= Hectic Knife =

2016 superhero comedy film

Hectic Knife, written and starring Peter Litvin, written and directed by Greg DeLiso, distributed by Troma Entertainment, 2016

Hectic Knife is a superhero comedy film about a knife-wielding vigilante who fights against drug dealers, murderers and other "baddies," including Piggly Doctor, a villain bent on world domination. The idea for the film gestated as Peter Litvin, who later co-wrote, starred in, and produced the film, and director Greg DeLiso were working on a series titled Short Films for Nobody. Filming began in 2010 and wrapped in 2015. Shortly after the film was finished, DeLiso and Litvin secured distribution via Troma Entertainment.

== Plot ==
Hectic Knife is a meta-homage-parody of super-hero genre films, in the vein of Airplane! and Not Another Teen Movie. The film is a deconstruction of the generic character-types and origin-story tropes of big-budget Hollywood movies featuring dark and brooding anti-hero/vigilantes, such as Batman and The Punisher.
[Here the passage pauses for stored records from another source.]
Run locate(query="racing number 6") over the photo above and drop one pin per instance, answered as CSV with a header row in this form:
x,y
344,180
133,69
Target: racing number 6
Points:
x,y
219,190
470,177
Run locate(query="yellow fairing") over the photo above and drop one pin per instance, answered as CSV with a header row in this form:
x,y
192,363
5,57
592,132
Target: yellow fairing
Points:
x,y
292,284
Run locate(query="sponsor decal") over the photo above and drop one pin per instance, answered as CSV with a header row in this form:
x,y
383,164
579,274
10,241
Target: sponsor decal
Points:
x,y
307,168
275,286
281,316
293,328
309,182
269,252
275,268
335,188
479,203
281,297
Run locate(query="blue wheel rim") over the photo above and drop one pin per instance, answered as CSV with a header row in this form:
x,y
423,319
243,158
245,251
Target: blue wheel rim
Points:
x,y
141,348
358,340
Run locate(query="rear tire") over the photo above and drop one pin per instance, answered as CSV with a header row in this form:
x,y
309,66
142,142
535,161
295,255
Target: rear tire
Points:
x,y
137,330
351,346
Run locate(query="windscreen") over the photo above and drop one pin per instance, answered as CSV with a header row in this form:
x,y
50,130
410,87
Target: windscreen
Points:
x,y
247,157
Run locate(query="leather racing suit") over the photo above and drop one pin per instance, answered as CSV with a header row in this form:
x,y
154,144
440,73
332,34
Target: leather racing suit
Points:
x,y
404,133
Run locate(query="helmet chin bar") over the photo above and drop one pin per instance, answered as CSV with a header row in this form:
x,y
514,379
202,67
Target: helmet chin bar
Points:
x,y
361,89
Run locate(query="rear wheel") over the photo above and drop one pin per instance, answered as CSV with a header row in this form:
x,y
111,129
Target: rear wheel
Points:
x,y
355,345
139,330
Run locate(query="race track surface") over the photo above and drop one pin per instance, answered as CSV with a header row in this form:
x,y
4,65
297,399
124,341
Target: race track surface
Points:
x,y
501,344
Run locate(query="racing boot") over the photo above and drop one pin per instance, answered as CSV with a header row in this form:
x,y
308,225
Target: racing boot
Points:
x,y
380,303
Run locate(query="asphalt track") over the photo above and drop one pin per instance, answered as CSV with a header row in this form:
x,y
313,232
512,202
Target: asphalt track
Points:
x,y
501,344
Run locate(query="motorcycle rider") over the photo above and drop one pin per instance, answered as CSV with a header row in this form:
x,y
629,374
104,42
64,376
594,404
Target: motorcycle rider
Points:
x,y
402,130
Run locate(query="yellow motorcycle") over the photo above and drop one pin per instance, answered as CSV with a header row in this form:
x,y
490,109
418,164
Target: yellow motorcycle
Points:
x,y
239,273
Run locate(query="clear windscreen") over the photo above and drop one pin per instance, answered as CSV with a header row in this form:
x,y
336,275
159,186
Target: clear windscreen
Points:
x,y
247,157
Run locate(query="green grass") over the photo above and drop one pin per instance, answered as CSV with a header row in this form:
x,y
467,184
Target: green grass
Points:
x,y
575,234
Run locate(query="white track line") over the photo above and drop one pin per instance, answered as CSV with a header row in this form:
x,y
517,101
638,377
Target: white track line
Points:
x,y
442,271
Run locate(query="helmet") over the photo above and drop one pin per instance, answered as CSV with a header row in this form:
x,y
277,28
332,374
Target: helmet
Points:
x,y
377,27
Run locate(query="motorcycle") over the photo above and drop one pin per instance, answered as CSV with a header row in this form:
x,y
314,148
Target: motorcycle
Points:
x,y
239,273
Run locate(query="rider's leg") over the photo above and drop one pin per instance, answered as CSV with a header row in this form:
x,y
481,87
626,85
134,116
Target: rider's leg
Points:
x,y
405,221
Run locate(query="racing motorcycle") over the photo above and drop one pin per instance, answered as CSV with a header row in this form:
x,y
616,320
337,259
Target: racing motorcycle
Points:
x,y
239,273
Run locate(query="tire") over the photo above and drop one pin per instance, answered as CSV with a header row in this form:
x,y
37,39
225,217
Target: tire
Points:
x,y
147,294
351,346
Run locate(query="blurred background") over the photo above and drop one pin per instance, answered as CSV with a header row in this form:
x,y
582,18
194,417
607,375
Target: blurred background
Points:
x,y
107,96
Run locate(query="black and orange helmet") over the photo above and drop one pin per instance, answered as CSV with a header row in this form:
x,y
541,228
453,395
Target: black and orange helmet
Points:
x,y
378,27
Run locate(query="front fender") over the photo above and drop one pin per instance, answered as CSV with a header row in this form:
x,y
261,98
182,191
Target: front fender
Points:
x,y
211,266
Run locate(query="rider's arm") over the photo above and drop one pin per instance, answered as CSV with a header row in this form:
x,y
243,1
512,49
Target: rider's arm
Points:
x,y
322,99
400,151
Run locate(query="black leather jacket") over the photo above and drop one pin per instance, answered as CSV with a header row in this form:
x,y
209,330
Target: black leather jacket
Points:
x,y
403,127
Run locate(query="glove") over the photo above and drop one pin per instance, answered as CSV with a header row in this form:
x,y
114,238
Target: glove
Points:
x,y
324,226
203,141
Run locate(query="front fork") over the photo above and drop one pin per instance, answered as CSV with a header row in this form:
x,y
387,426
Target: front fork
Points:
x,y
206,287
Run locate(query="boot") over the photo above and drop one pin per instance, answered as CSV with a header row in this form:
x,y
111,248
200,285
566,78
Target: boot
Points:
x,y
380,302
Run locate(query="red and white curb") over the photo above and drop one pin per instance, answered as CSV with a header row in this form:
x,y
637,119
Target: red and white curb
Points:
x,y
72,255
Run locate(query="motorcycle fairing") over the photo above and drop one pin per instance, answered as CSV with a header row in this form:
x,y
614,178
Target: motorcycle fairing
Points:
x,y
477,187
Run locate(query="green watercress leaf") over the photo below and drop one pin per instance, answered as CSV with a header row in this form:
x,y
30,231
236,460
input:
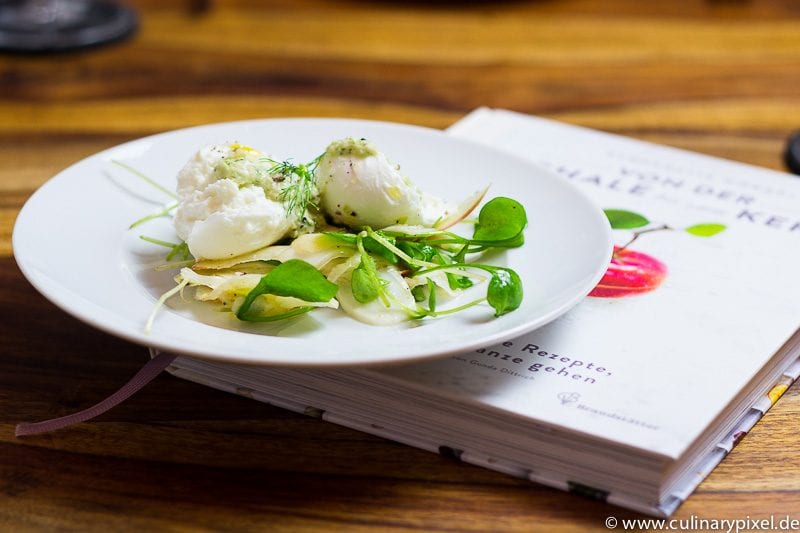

In an interview with Film Threat, DeLiso listed some of the influences, which included Assault on Precinct 13 and Scanners, Kill Bill, Marvel and DC comic book movies, Clerks, Indiana Jones and Star Wars.

== Cast ==
Hectic Knife stars Peter Litvin as the titular anti-hero Hectic Knife, and co-stars Georgia Kate Haege as Frannie Glooper, JJ Brine as the Piggly Doctor, and John Munnelly as Link.

== Production ==
In 2010, while Litvin and DeLiso had begun working on the feature-length, super-hero comedy Hectic Knife, which starred Litvin as a knife-wielding vigilante determined to rid his city of crime. DeLiso and Litvin finished Hectic Knife in 2015, and secured distribution via Troma Entertainment shortly after its completion. Hectic Knife premiered at Druid Underground Film Festival in Brooklyn, New York at a screening hosted by Troma Entertainment co-founder Lloyd Kaufman.

== Reception ==
Hectic Knife was on Film Threat's Top 10 Films list of 2017. The film has been reviewed as "Powerfully original - something no one’s ever seen!” by Jack Perez (Mega Shark vs. Giant Octopus, Wild Things 2) and "Weird in all the right ways!” by Chris Gore from Film Threat. Anthony Ray Bench from Film Threat scored it 8 out of 10 and said the film is "insane, fun, hilariously random, and it boldly spits in the face of conventional storytelling".

== Release ==
Hectic Knife was released on Blu-ray on January 9, 2018 and is also available for streaming on Amazon Prime and Troma Now and released on Special Edition VHS and DVD Troma Entertainment.